Condamner [F] [S] à verser à la SARL GAS 45.000 € de dommages et intérêts pour abus du droit d'ester en justice,

Condamner Monsieur [F] [S] à verser sur le fondement de l'article 32-1 du code de procédure civile une amende civile dont le montant est laissé à l'appréciation de la Cour,

Condamner Monsieur [F] [S] à verser à la SARL GAS une indemnité complémentaire en appel de 5.000 € sur le fondement de l'article 700 du Code de procédure civile

Condamner Monsieur [F] [S] aux entiers dépens d'appel.

Conformément aux dispositions de l'article 455 du code de procédure civile, la cour renvoie expressément aux dernières conclusions précitées pour plus ample exposé des prétentions et moyens des parties.

La clôture de l'instruction a été prononcée par la cour à l'audience du 30 janvier 2023 où l'affaire a été plaidée puis mise en délibéré à ce jour.

MOTIFS DE LA DÉCISION

Sur la demande en paiement du solde du crédit-vendeur

Sur l'application de la clause de variation aux regard de l'acte de cession

1. L'article 1134 du Code civil dans sa version applicable au contrat de cession du fonds de commerce, désormais codifié aux articles 1103 et 1104, dispose que :

'Les conventions légalement formées tiennent lieu de loi à ceux qui les ont faites.

Elles ne peuvent être révoquées que de leur consentement mutuel, ou pour les causes que la loi autorise.

Elles doivent être exécutées de bonne foi'.

Selon l'article 1135 qui suit, les conventions obligent non seulement à ce qui y est exprimé, mais encore à toutes les suites que l'équité, l'usage ou la loi donnent à l'obligation d'après sa nature.

2. Aux termes de l'article 1603 du Code civil, le vendeur a deux obligations principales, celle de délivrer et de garantir la chose qu'il vend.

Il résulte des dispositions de l'article 1650 de ce code que la principale obligation de l'acheteur est de payer le prix au jour et au lieu réglé par la vente.
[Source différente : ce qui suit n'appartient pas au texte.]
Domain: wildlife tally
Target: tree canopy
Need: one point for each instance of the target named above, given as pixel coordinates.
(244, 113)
3. L'appelant fait valoir que l'acte de cession du fonds de commerce faisait obligation à la SARL GAS de lui communiquer son chiffre d'affaires, au plus tard, le 31 janvier 2016 et si elle entendait se prévaloir de la clause de variation du prix à la baisse.
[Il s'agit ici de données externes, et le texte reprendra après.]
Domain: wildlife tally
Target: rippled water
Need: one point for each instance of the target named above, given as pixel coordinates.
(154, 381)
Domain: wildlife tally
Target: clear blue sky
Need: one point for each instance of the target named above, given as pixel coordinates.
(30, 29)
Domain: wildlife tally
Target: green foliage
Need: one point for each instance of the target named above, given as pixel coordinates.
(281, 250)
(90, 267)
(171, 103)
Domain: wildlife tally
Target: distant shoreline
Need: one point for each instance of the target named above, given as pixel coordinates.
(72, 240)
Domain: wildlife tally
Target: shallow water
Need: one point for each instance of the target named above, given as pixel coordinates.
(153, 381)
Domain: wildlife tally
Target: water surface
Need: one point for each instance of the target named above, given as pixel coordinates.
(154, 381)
Or, cette société aurait manqué à cette obligation dès lors qu'elle ne lui a communiqué son chiffre d'affaires de l'année 2015 que cinq années et cinq mois après l'échéance fixée contractuellement, après sommation de communiquer, dans un cadre contentieux, par ses conclusions devant le tribunal de commerce de la Roche sur Yon, 18 mai 2021.

4. Selon M. [S], la mauvaise foi de son créancier, neutraliserait la clause de variation à la baisse du prix de vente, celui-ci devant être fixé, comme à l'origine, à la somme de 150.000 €.
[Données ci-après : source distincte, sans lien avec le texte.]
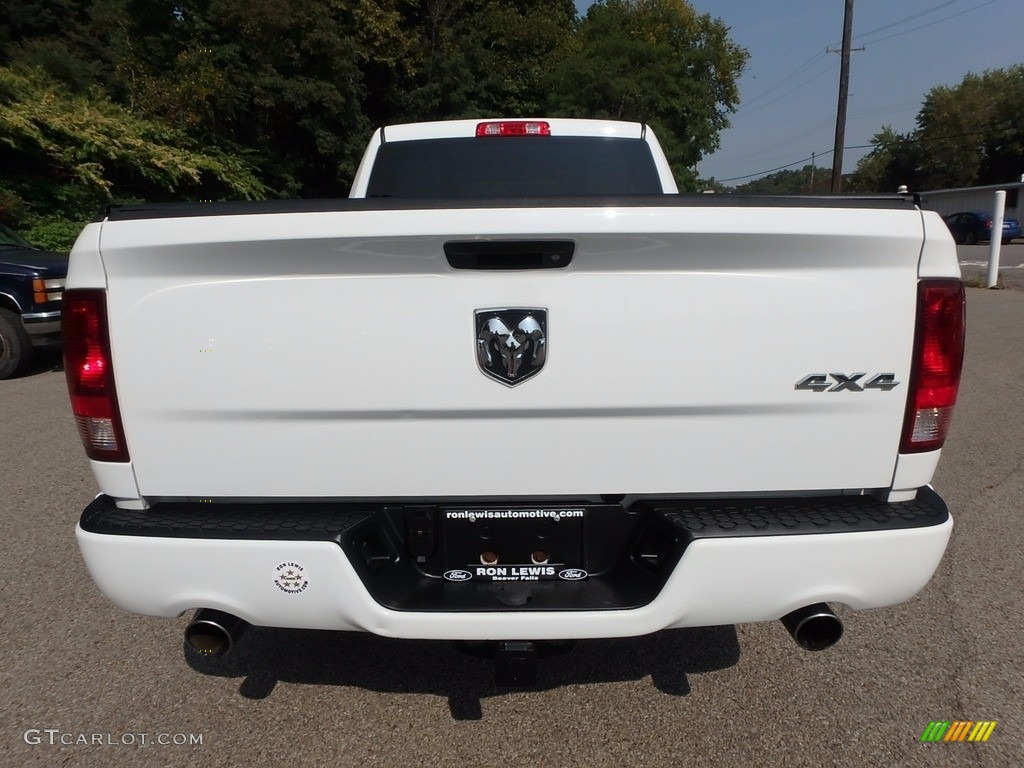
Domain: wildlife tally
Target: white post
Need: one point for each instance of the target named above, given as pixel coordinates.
(998, 204)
5. La SARL GAS réplique que M. [S] est infondé à se prévaloir d'une prétendue mauvaise foi de sa part lorsque le rappel des faits traduit de sa part une fraude aux droits de l'Etat par le non-paiement de la TVA et une fraude aux droits des caisses de retraite, par le non-paiement des cotisations.

En outre, rappelle l'intimée, dans l'acte de vente du fonds de commerce, il n'y aurait aucune clause sanctionnant la non transmission du bilan au 31 janvier 2016 de sorte que l'appelant serait dans l'impossibilité de se prévaloir d'une sanction là où les parties n'ont pas entendu qu'elle existe.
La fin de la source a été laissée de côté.